Susan Granger’s review of LIPS TOGETHER, TEETH APART (Westport Country Playhouse)

 

    As the play begins, a wind sock blows in the breeze atop Fire Island beach house and there’s the sound of the ocean. Four people are on-stage, motionless.  Sally (Maggie Lacey) stands pensively in front of an easel. Her husband Sam (John Ellison Conlee) is checking chemicals in the lap pool. His sister Chloe (Jean Gambatese) is in the kitchen. Chloe’s husband John (Chris Henry Coffey) is reading a newspaper.

    Scenic designer Andrew Jackson’s stunning wooden deck set sprawls across the stage like an Architectural Digest layout, and Chloe exclaims, “This is paradise…it’s heaven!”

    They’re celebrating the Fourth of July weekend together, yet each is quite alone, suffering individual isolation. After several miscarriages, Sally has just discovered she’s pregnant again. She inherited this beach house from her brother David, who recently died of AIDS, and she’s unsure whether to keep it or sell it, since it’s in the middle of a gay enclave. Sam’s supportive but saddled with his own pervasive prejudices and psychological uncertainties.  Chloe’s manic hyperactivity and Frenchified chatter covers her insecurity and vulnerability, while John is secretive about being treated for esophageal cancer.

    Playwright Terrence McNally cleverly captures the universality of our contemporary fear of intimacy and inability to communicate because, while the affluent couples seem to talk incessantly, they rarely listen to each other because” it’s too painful to think about what’s really going on.” Spotlighted soliloquies reveal their inner thoughts, as the tension builds subtly, amid chatter from the unseen gay neighbors partying in the houses on either side of them. And a man may be drowning in the distance.   
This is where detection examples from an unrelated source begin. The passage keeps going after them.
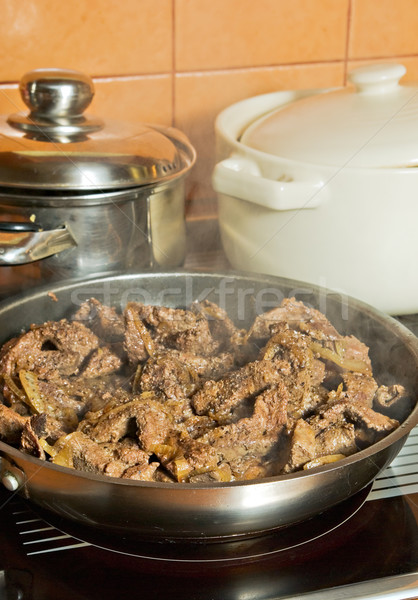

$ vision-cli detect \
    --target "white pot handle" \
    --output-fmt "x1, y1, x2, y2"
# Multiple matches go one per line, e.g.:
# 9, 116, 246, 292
212, 155, 324, 210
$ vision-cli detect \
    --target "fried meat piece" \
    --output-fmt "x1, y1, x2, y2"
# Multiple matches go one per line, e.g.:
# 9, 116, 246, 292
0, 319, 99, 378
191, 360, 282, 424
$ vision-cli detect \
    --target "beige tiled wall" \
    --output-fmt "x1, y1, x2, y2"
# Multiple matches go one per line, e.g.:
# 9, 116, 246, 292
0, 0, 418, 216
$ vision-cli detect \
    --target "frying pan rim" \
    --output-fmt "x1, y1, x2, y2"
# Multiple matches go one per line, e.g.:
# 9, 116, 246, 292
0, 268, 418, 492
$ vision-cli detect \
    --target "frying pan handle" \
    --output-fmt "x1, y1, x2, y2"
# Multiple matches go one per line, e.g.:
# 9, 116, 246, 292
212, 154, 325, 211
0, 221, 77, 266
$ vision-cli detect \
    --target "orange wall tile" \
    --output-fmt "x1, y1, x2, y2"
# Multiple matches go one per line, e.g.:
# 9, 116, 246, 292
349, 0, 418, 58
0, 0, 418, 214
175, 0, 348, 71
0, 0, 173, 81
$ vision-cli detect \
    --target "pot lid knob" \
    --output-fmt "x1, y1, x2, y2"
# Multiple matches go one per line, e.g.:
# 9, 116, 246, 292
8, 69, 103, 142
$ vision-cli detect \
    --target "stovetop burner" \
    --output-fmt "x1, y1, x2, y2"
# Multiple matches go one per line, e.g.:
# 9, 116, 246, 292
0, 428, 418, 600
34, 486, 371, 563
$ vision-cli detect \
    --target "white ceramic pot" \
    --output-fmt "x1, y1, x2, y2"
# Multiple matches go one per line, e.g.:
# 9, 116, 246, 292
213, 65, 418, 314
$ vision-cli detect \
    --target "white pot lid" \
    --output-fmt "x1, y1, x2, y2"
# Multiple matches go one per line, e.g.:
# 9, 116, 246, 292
241, 64, 418, 168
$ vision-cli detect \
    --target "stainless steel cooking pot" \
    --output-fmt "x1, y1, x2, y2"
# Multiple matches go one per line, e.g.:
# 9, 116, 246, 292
0, 272, 418, 539
0, 69, 195, 292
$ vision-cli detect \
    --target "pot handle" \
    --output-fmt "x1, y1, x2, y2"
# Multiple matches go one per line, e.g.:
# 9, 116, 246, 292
0, 221, 77, 266
212, 154, 325, 211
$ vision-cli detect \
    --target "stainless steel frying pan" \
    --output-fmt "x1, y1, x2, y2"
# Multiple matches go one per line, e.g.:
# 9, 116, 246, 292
0, 272, 418, 540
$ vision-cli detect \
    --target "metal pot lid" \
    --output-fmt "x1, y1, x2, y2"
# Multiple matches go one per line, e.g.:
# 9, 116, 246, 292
241, 64, 418, 168
0, 69, 195, 191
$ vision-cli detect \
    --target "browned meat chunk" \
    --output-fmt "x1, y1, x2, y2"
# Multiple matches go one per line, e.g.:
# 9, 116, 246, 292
74, 298, 125, 342
0, 298, 406, 483
250, 298, 341, 340
82, 346, 122, 377
199, 381, 288, 470
192, 360, 281, 424
0, 319, 99, 378
0, 404, 29, 444
138, 352, 200, 400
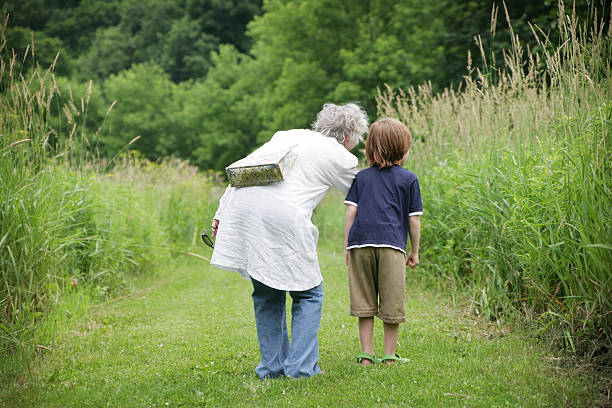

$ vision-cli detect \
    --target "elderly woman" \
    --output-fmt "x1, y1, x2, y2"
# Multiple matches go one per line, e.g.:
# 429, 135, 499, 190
211, 103, 368, 379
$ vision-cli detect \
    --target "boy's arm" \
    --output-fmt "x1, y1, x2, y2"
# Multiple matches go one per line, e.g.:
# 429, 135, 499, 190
344, 204, 357, 265
406, 215, 421, 268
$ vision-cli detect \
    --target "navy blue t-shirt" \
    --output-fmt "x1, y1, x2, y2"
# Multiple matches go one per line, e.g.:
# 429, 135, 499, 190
344, 165, 423, 253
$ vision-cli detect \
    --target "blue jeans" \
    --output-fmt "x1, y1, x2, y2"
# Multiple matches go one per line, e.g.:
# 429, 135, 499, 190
251, 278, 323, 379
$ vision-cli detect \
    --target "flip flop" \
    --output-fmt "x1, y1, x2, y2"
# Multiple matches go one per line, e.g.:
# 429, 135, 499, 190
380, 353, 410, 363
357, 351, 380, 364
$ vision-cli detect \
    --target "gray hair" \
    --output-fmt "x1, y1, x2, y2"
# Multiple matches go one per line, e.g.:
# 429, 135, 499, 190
312, 103, 368, 147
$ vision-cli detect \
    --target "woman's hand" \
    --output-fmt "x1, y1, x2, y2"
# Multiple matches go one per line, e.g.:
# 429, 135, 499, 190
406, 252, 419, 269
210, 218, 219, 237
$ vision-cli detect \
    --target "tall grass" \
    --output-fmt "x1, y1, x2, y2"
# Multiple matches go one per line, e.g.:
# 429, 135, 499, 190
0, 15, 222, 364
378, 3, 612, 362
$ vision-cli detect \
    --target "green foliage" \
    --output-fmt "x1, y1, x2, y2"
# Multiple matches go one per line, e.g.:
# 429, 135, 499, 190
103, 63, 180, 158
379, 7, 612, 364
0, 253, 606, 408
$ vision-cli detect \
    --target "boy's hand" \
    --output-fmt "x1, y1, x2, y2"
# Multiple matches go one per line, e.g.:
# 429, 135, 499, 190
210, 218, 219, 237
406, 252, 419, 269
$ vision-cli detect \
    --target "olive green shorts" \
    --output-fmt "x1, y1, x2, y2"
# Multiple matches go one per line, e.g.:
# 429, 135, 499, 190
348, 247, 406, 323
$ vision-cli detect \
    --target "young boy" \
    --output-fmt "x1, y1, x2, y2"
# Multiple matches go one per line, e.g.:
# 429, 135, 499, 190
344, 118, 423, 365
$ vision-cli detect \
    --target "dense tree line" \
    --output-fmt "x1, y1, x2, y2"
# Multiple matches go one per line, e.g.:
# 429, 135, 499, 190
2, 0, 609, 169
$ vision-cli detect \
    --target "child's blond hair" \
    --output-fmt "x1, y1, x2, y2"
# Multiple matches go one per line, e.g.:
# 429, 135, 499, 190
366, 118, 412, 169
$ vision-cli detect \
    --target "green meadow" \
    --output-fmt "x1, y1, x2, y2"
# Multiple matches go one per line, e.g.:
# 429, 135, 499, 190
0, 3, 612, 407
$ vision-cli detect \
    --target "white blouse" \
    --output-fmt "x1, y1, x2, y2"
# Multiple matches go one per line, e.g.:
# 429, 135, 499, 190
210, 129, 357, 291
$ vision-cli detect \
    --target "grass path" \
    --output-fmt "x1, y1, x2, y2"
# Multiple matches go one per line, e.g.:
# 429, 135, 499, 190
0, 252, 597, 407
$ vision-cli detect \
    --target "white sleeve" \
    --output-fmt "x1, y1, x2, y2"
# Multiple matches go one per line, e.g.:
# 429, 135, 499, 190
214, 185, 236, 220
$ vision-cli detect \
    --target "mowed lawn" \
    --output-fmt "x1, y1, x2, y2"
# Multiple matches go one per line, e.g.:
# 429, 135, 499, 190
0, 251, 598, 407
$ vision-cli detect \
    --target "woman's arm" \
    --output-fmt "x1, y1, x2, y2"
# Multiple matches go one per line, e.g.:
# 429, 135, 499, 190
344, 204, 357, 265
210, 186, 235, 237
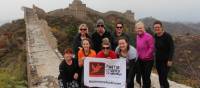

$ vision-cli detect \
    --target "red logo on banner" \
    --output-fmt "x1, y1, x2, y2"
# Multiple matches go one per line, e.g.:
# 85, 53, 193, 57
89, 62, 105, 77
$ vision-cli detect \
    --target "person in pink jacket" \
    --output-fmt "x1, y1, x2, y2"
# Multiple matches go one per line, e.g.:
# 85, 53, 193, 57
135, 21, 154, 88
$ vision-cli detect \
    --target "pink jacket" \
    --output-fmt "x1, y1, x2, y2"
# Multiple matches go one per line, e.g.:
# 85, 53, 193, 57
136, 32, 154, 61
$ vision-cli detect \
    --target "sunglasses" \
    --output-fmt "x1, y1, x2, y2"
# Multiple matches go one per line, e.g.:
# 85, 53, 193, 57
102, 47, 110, 49
116, 27, 122, 29
97, 25, 104, 27
80, 29, 87, 31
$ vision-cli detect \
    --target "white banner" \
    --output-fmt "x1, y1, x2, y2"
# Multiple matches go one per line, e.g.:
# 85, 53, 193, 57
84, 57, 126, 88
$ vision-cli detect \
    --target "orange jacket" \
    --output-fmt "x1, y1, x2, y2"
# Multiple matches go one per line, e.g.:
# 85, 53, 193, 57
78, 49, 96, 66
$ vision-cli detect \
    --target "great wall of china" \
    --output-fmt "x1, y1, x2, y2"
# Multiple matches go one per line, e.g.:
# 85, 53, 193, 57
23, 0, 190, 88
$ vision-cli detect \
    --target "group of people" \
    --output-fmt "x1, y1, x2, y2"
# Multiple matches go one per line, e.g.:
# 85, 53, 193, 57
58, 19, 174, 88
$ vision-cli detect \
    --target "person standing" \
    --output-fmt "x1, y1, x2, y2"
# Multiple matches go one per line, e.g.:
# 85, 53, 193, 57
96, 38, 117, 59
58, 48, 79, 88
153, 21, 174, 88
78, 38, 96, 87
112, 22, 130, 49
115, 37, 137, 88
92, 19, 113, 52
135, 21, 154, 88
73, 24, 91, 58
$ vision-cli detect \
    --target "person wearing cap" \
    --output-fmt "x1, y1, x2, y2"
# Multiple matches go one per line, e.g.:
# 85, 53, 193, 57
135, 21, 154, 88
153, 21, 174, 88
96, 38, 117, 59
92, 19, 113, 52
115, 37, 137, 88
112, 22, 130, 49
73, 24, 92, 57
58, 48, 79, 88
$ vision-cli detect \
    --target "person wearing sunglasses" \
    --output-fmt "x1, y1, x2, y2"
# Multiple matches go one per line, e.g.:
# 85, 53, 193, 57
115, 37, 137, 88
112, 22, 129, 49
96, 38, 117, 59
92, 19, 113, 52
153, 21, 174, 88
73, 24, 91, 58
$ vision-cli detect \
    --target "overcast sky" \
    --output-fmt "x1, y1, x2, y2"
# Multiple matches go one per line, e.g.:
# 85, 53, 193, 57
0, 0, 200, 22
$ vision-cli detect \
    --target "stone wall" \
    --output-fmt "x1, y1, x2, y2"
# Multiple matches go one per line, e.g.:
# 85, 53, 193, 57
23, 7, 63, 88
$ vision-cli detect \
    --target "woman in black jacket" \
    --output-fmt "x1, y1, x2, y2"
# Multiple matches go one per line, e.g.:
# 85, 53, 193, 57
153, 21, 174, 88
73, 24, 91, 57
58, 48, 79, 88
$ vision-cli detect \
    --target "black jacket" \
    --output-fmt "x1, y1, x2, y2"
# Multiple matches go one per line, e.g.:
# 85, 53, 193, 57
58, 59, 79, 83
112, 32, 130, 49
155, 32, 174, 61
73, 33, 91, 57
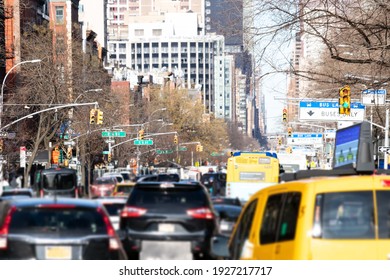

    Staging this intricate, four-person ensemble piece – with its tonal changes and melancholy transitions – is a major theatrical challenge which perceptive Artistic Director Mark Lamos meets brilliantly. Each actor resonates in his or her own way, defining the precarious balance of the four deeply flawed, yet diverse personalities. Maggie Lacey exudes quiet desperation. John Ellison Conlee is sadly self-doubting. Exuding unrelenting energy and comic ditziness, Jean Gambates is obnoxiously domestic as the wannabe performer who sings show tunes at inappropriate times, while Chris Henry Coffee is acerbic and angry, oozing preppy elitism.

    Revealing compassionate insights into marriage, family, loss and love, “Lips Together, Teeth Apart” is at the Westport Country Playhouse through July 30th.